Limitations & Future Work¶
- Linear decoder in the main text: Although the appendix extends to nonlinear decoders, the primary theory and experiments are based on the linear case.
- Approximately 2× training time: BPTT training for iterative inference incurs substantial overhead, though inference speed is on par with amortized methods at large batch sizes.
- Limited evaluation datasets: Main experiments are conducted on van Hateren image patches and MNIST; large-scale datasets (CelebA, CIFAR-10) are only briefly presented in the appendix.
- Remaining gap in biological plausibility: The straight-through gradient estimator and BPTT learning rule are themselves not biologically plausible.
Related Work & Insights¶
- vs. Predictive Coding (Rao & Ballard 1999): PC is also iterative but communicates via continuous membrane potentials; iPVAE uses discrete spike communication, which is more biologically plausible, and natural gradient descent converges faster than vanilla gradient descent.
- vs. Standard VAE (Kingma & Welling 2014): VAEs perform single-step inference with an amortized encoder; iPVAE requires no encoder network, uses 25× fewer parameters, and generalizes better to OOD inputs.
- vs. LCA (Rozell et al. 2008): LCA is the deterministic, non-spiking predecessor of iPVAE—the two achieve nearly identical performance, but iPVAE additionally benefits from a probabilistic framework and online learning.

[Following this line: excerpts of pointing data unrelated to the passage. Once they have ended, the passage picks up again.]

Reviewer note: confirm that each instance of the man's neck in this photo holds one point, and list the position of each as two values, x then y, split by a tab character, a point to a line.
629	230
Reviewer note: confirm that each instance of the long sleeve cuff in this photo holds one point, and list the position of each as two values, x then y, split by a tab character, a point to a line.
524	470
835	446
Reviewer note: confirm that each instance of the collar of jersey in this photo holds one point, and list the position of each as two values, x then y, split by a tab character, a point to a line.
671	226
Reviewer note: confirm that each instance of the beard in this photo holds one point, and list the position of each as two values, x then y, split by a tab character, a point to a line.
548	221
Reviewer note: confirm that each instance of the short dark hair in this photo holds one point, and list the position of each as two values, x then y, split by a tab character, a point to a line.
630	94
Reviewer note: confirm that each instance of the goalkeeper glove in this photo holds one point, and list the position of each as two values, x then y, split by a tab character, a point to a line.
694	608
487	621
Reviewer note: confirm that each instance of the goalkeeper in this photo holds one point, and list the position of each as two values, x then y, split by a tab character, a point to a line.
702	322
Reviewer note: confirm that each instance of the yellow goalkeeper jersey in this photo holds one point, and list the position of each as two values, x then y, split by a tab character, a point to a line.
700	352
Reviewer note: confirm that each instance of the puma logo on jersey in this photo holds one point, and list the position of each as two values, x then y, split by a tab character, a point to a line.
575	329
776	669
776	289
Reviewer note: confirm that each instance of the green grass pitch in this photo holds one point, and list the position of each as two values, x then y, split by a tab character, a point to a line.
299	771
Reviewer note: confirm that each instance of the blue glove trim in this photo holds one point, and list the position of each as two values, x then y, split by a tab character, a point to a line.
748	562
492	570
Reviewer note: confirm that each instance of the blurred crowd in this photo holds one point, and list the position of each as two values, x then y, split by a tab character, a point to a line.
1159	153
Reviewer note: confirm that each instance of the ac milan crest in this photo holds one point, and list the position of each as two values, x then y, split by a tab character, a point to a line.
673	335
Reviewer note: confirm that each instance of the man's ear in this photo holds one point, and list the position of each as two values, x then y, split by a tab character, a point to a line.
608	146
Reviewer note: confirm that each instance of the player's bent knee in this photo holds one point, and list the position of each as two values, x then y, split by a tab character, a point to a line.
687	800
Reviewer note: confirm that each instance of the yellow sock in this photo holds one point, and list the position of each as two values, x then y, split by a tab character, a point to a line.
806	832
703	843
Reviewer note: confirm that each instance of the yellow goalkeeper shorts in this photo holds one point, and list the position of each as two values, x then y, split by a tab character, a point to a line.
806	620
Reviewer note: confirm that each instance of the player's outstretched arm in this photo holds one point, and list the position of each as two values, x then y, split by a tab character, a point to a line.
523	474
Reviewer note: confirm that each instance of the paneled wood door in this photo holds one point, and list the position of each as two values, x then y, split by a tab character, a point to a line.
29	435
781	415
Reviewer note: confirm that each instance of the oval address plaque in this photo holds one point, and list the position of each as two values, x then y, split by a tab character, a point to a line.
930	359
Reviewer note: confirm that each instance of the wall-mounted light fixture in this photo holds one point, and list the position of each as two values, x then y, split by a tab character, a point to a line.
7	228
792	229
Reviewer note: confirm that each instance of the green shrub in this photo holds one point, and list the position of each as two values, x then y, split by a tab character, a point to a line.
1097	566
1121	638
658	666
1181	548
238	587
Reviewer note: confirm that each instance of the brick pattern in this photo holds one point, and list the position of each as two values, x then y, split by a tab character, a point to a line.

- vs. Bayesian Learning Rule (Khan & Rue 2023): FOND applies the BLR at the inference level—BLR unifies learning algorithms, while FOND unifies inference algorithms.
Rating¶
- Novelty: ⭐⭐⭐⭐ The framework deriving concrete spiking networks from first principles is highly original, though the underlying techniques (natural gradient, Poisson VAE) already exist.
- Experimental Thoroughness: ⭐⭐⭐⭐ Model comparisons are comprehensive and systematic (9 models × multiple hyperparameters), but dataset scale is limited.
- Writing Quality: ⭐⭐⭐⭐⭐ The paper is excellently organized, progressing logically from unified background → framework definition → concrete derivation → experimental validation.
- Value: ⭐⭐⭐⭐ Builds a meaningful bridge between computational neuroscience and machine learning.